Dentist's - Rip off

I had a private dentist very local who was telling me that I needed a Root Canal to save one of my five remaining molars in my lower mouth. Was told it'd cost £300 each session for 2 sessions, not including a crown which would cost another £250. OUCH.

He put in a temporary filling along with some meds to sooth the inflammation back in around December, I've been back once in March to have the temporary one re-done while I still make up my mind. Have had no pain since then, but I need to do something about it.

However, back in March I found out about a new surgery that was taking on NHS patients locally, I managed to score an appointment 4 months after they opened which I've just been to. The dentist was quick, to the point and efficient (German, figures!), he seemed good though. He x-rayed my mouth and had a good look around, agreeing that I need a root canal on the one tooth, all other fillings OK. I was chared £11 for that appointment and quoted £114 for the entire root canal, £50 for the crown. Booyah.
 
I had a private dentist very local who was telling me that I needed a Root Canal to save one of my five remaining molars in my lower mouth. Was told it'd cost £300 each session for 2 sessions, not including a crown which would cost another £250. OUCH.

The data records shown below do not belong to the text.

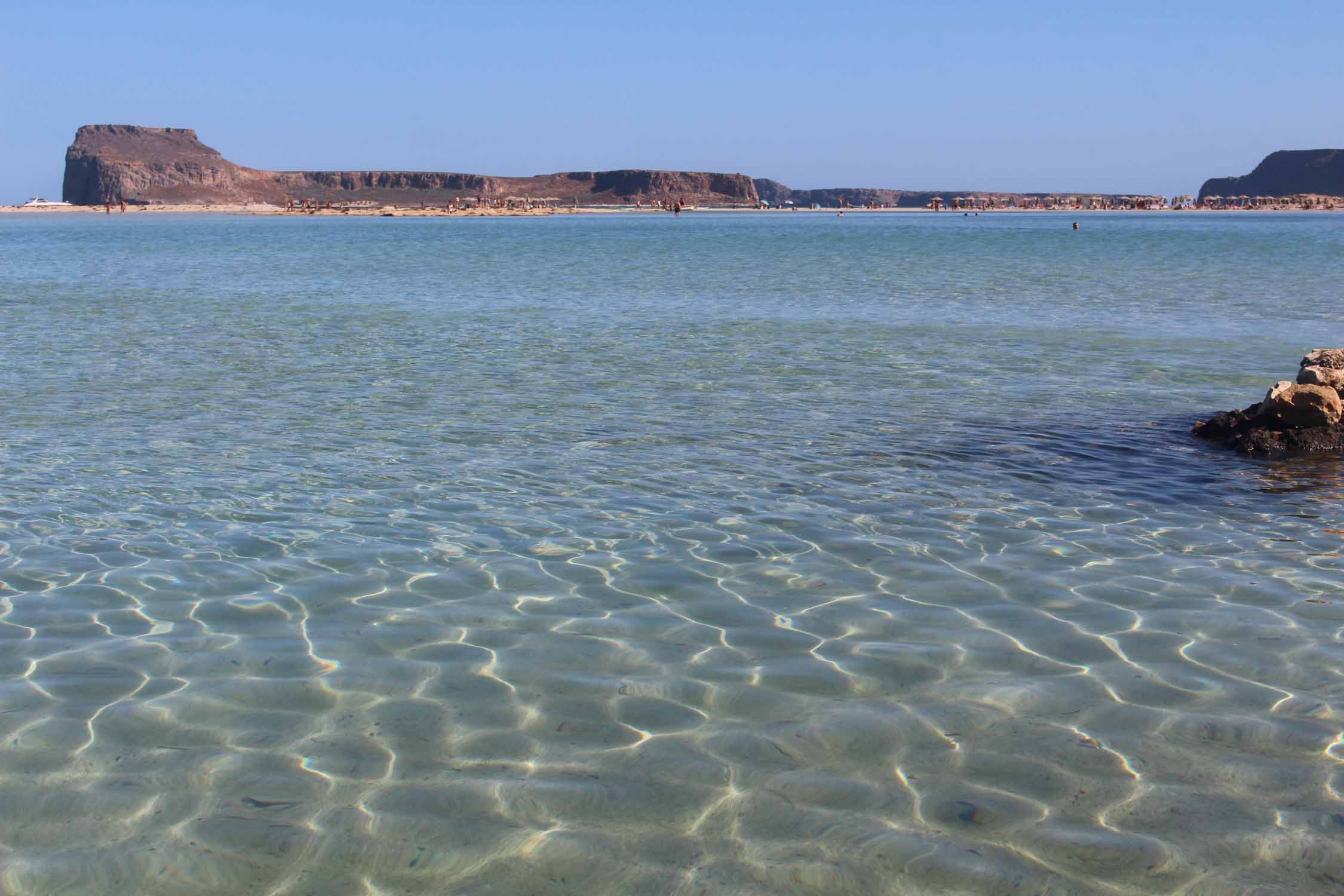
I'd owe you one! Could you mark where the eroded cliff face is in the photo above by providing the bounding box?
[63,125,757,205]
[1199,149,1344,201]
[62,125,283,205]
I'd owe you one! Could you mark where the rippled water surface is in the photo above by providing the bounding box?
[0,212,1344,896]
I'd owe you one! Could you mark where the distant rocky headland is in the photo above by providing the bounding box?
[1199,149,1344,203]
[62,125,757,205]
[63,125,1150,208]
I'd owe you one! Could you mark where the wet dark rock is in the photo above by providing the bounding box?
[1193,401,1344,458]
[1299,348,1344,371]
[1191,348,1344,458]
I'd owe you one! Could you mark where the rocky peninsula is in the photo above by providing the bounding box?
[1192,348,1344,458]
[1199,149,1344,204]
[62,125,758,205]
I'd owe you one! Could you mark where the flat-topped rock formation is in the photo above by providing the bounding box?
[1193,348,1344,458]
[63,125,758,205]
[1199,149,1344,203]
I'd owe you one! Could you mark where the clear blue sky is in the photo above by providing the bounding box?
[0,0,1344,203]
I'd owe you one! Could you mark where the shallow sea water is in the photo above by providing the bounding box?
[0,212,1344,896]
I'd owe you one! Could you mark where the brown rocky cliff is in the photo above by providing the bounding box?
[63,125,757,205]
[1199,149,1344,201]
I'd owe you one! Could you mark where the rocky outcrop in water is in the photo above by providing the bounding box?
[1192,348,1344,458]
[1199,149,1344,201]
[63,125,757,205]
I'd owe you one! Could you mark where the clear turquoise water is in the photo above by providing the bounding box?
[0,214,1344,896]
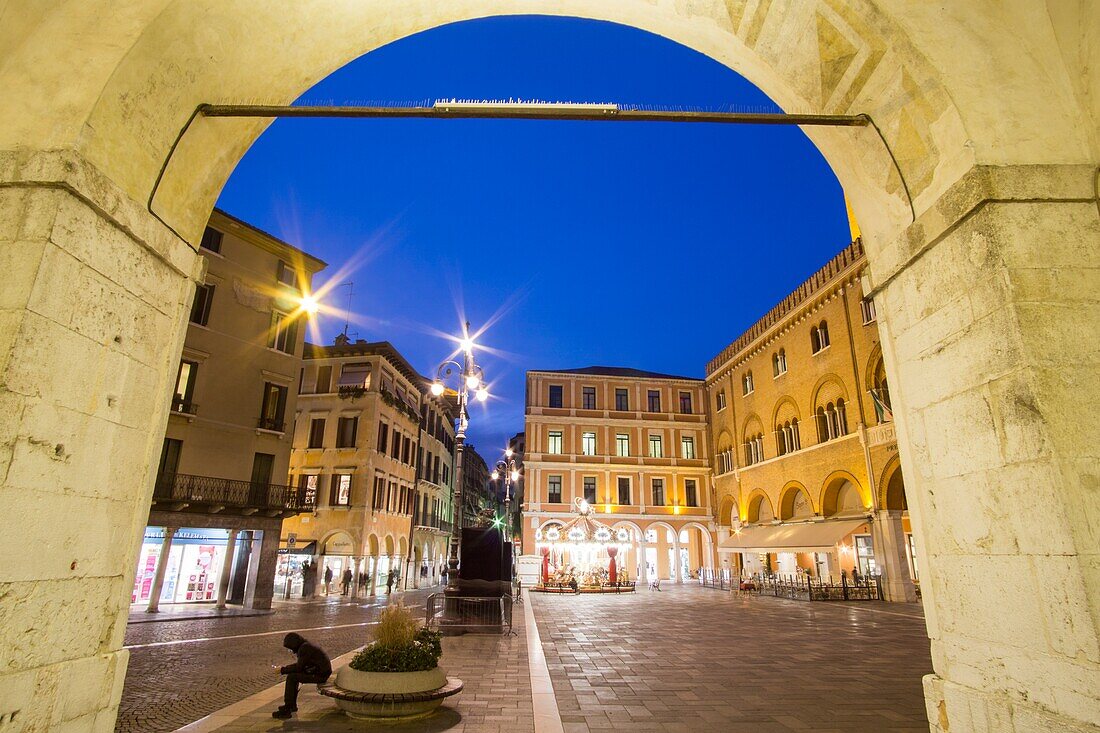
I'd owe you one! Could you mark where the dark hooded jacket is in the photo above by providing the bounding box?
[279,632,332,679]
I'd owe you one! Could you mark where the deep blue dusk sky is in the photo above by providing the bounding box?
[218,17,849,453]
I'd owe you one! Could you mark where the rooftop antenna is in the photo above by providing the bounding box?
[337,280,358,338]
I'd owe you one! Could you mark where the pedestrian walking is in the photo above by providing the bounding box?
[301,560,317,598]
[340,568,351,595]
[272,632,332,720]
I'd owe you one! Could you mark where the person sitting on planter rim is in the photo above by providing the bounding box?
[272,632,332,720]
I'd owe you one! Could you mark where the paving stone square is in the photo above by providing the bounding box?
[119,584,932,733]
[532,584,932,733]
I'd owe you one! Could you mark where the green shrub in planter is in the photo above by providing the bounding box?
[348,605,443,672]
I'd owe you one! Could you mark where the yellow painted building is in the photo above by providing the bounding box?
[276,336,424,595]
[523,367,715,582]
[131,209,325,610]
[706,238,919,601]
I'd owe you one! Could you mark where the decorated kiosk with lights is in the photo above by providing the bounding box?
[532,499,635,593]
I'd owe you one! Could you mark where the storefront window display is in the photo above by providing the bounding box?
[275,545,316,599]
[856,535,878,577]
[130,527,240,603]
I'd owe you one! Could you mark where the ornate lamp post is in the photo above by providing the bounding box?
[493,448,519,543]
[431,321,488,594]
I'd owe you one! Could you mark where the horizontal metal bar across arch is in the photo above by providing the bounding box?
[198,105,871,128]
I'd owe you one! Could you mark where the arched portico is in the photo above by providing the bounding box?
[779,481,814,522]
[612,519,649,583]
[818,471,871,516]
[0,0,1100,730]
[745,489,776,524]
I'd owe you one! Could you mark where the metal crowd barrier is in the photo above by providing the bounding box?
[699,568,884,601]
[424,593,513,634]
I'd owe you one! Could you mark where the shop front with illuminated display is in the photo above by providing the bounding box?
[535,500,635,592]
[130,527,241,604]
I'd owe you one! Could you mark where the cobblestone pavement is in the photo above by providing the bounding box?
[180,605,535,733]
[119,586,932,733]
[116,589,438,733]
[532,586,932,733]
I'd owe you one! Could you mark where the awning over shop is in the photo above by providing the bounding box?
[278,540,317,555]
[718,518,867,554]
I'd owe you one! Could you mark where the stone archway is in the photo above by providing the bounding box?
[0,0,1100,730]
[820,471,872,516]
[779,481,814,522]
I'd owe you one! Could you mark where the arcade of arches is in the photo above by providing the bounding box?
[0,5,1100,732]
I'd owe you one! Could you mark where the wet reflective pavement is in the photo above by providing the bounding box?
[118,584,932,733]
[534,584,932,733]
[116,589,439,733]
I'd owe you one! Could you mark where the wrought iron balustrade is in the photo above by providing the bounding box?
[153,473,316,512]
[172,395,199,415]
[256,417,286,433]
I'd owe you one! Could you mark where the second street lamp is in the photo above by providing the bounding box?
[493,448,519,543]
[431,321,488,595]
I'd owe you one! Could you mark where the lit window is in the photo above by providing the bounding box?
[810,320,829,353]
[771,349,787,376]
[337,417,359,448]
[617,475,630,505]
[259,382,286,433]
[652,479,664,506]
[199,227,222,253]
[190,280,213,326]
[776,418,802,456]
[684,479,699,506]
[298,473,319,506]
[267,310,298,354]
[334,363,371,390]
[547,475,561,504]
[276,260,298,288]
[680,436,695,460]
[172,361,199,415]
[649,435,664,458]
[814,400,848,442]
[615,390,630,413]
[306,417,325,448]
[615,433,630,457]
[859,298,878,326]
[745,433,763,466]
[331,473,351,506]
[646,390,661,413]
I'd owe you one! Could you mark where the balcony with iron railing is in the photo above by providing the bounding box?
[153,473,317,516]
[256,417,286,433]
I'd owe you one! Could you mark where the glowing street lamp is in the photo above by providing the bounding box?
[493,448,519,541]
[431,322,488,595]
[298,294,321,316]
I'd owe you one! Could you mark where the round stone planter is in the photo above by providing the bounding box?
[321,667,462,720]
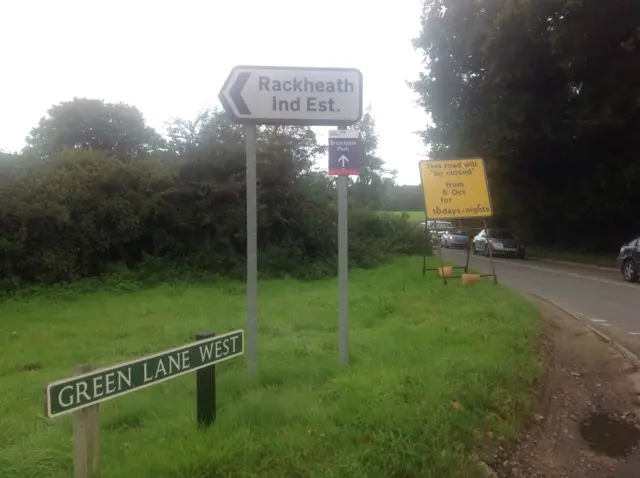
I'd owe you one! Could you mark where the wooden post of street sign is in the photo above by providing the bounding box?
[196,332,216,428]
[73,364,100,478]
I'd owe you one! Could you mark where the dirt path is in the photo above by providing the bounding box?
[485,299,640,478]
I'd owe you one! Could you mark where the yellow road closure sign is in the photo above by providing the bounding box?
[420,158,493,219]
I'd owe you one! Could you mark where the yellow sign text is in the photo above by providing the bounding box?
[420,158,493,219]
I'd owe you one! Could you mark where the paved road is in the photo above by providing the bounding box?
[436,249,640,355]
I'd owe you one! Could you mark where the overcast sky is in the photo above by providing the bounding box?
[0,0,427,184]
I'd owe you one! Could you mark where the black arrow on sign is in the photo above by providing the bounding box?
[229,71,251,115]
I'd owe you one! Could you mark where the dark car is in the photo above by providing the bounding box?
[440,229,469,249]
[618,237,640,282]
[471,229,526,259]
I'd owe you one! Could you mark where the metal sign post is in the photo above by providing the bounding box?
[244,124,258,374]
[218,65,362,374]
[329,129,363,364]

He put in a temporary filling along with some meds to sooth the inflammation back in around December, I've been back once in March to have the temporary one re-done while I still make up my mind. Have had no pain since then, but I need to do something about it.

However, back in March I found out about a new surgery that was taking on NHS patients locally, I managed to score an appointment 4 months after they opened which I've just been to. The dentist was quick, to the point and efficient (German, figures!), he seemed good though. He x-rayed my mouth and had a good look around, agreeing that I need a root canal on the one tooth, all other fillings OK. I was chared £11 for that appointment and quoted £114 for the entire root canal, £50 for the crown. Booyah.


You get what you pay for...if you are happy to go along with this NHS treatment then by all means that is your choice, but FYI I am a dentist and here are some facts which you ought know about before you have NHS treatment.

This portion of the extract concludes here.